The Parkash Singh Badal-led Punjab government banned Bhavsagar Granth and confiscated all its copies, arresting those who were found in possession of these copies. The print copy was probably destroyed by the police. A 3-member SGPC committee published a 48-page report listing various acts of sacrilege committed by Bhaniara's followers. It also indicted several politicians for patronising Bhaniara: these included Buta Singh, Joginder Singh Mann, Amrik Singh Aliwal, Gurdev Singh Badal and Kewal Badal. It also blamed several Nihang leaders for propagating Bhaniara's cult.

In 2003, a man named Gopal Singh attempted to stab Bhaniara, when he was in Ambala to appear in the court in connection with his alleged involvement with the alleged burning of the copies of Guru Granth Sahib.

=== After release ===

Bhaniara was released in 2003, but the District Magistrate of Rupnagar banned his entry into the Rupnagar district, thus preventing him from visiting his dera at Dhamiana. Bhaniara and his followers successfully challenged this ban in the court. The local administration ordered him not to organise large gatherings, but despite this, a large number of his followers continued visiting him on his birthday (23 August).
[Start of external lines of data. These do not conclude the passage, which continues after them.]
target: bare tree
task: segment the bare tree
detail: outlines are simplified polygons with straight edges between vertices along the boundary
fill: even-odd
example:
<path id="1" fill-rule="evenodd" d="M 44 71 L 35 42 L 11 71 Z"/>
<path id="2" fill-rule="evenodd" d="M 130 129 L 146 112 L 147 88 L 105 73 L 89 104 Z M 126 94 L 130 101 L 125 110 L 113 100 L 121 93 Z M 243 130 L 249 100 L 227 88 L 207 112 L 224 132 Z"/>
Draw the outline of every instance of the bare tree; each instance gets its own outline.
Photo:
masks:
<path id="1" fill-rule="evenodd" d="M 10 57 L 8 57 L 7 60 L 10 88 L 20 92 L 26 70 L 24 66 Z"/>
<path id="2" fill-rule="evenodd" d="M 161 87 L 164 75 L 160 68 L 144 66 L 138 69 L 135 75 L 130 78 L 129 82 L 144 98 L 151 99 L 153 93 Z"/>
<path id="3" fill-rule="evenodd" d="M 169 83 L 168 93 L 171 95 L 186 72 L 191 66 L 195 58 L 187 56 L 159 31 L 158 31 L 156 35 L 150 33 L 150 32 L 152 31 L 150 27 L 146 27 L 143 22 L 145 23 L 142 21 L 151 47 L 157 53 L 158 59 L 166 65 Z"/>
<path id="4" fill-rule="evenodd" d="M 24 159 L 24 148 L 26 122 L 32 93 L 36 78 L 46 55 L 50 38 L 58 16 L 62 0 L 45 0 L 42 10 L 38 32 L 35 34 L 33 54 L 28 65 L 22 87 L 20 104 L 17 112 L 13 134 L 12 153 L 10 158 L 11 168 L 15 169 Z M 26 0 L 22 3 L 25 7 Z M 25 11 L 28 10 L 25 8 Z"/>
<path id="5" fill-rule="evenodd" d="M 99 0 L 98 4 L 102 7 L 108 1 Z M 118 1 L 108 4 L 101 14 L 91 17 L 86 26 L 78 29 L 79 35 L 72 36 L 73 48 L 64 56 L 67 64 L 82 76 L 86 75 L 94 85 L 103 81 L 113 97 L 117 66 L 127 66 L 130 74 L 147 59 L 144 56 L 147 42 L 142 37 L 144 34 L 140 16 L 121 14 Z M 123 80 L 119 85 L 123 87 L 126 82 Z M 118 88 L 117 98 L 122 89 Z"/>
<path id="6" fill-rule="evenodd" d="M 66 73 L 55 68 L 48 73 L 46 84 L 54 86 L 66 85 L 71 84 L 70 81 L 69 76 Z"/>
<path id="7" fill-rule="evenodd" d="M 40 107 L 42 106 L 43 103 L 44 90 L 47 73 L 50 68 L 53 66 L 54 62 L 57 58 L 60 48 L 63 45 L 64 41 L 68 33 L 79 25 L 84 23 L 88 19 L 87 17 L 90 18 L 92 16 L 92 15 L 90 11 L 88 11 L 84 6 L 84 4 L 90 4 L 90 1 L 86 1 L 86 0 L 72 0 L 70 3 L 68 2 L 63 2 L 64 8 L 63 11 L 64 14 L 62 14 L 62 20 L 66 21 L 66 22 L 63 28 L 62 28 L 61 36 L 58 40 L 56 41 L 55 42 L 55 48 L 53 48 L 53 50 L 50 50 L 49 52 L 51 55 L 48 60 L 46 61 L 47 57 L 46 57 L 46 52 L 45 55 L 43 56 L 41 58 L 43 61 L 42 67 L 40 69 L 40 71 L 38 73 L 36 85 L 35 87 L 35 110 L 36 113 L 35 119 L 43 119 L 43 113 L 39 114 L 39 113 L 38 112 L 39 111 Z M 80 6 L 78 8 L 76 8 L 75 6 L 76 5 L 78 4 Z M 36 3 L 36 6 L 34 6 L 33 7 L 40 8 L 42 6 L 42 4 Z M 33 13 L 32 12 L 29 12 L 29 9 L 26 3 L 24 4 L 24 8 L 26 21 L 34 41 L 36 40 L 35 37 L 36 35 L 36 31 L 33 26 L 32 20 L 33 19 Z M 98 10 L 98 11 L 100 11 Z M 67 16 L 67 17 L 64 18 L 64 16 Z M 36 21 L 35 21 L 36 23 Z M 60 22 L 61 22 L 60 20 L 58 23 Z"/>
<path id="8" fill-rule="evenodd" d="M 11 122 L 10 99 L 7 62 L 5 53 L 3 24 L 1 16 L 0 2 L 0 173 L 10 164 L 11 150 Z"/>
There has been no further violence between Bhaniara's followers and the Sikhs, although in 2004, there were protests by Sikh organisations, when a gurudwara allowed Bhaniara's followers to carry a copy of Guru Granth Sahib. A member of Babbar Khalsa, Gurdeep Singh Rana was arrested for trying to assassinate Bhaniara using a bomb in January 2005.

=== Death ===
Bhaniara died on 30 December 2019, after developing chest pain and complaining suffocation, following which he was being taken to a hospital in Mohali, but he died on the way in Kharar.